その本の全体を通して、60余りの京都の寺院、神社、地域が紹介されています。観光客のにぎあう時間帯でなく「早朝」というところがポイント。麻生さんならではのみずみずしい感性で綴られています。
京都人にとってその一つ一つに身近な想い出が結びついています。それぞれの人にとって色とりどりです。
私の場合です。
一つ目に紹介されている北野天満宮。「天神さん」です。毎月25日の縁日、境内に露天商がならびます。北野天満宮に関わる「早起き」の想い出でいえば、縁日の翌朝です。露天商がならんでいた通路には、前日の混雑の中、釣り銭や小銭がおちているのです。それを探して拾って、ポケットにいれる、ポケットに入れるには至らず、賽銭箱にほりこむ。いまだから明かせる小学校時代の仲間内の「風習」でした。

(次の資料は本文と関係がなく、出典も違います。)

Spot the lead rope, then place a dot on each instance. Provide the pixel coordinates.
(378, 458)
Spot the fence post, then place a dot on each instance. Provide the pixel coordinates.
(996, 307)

二つ目に紹介されている「平野神社」。その北側の道は、衣笠中学校への通学路でした。ところがです。この道はいつの頃からか、女性徒だけが通る道になっていました。さらに「ところが」です。この道の真ん中のところに、友人の男性の家がありました。朝の通学の際、その道を通って、その友人に声をかけるのにも「勇気」がいりました。
麻生さんは1980年代、小泉今日子さんや徳永英明さん、吉川晃司さんなどのヒット曲の作詞をてがけた人です。その人が91年から作詞家からエッセイストに、そして96年から京都住まい。作詞家からエッセイストへの道にすすむ理由が「進行性の難聴」にあったとプロフィールにふれられています。
読書欄の最後のところに紹介されていますが、「私は進行性難聴なのですが、聞こえないからこそ味わえることを大事にしています。目で補い、動くものや色、人が気づかないものを捉えて伝えていきたい」という、麻生さんの一言もたいへん新鮮です。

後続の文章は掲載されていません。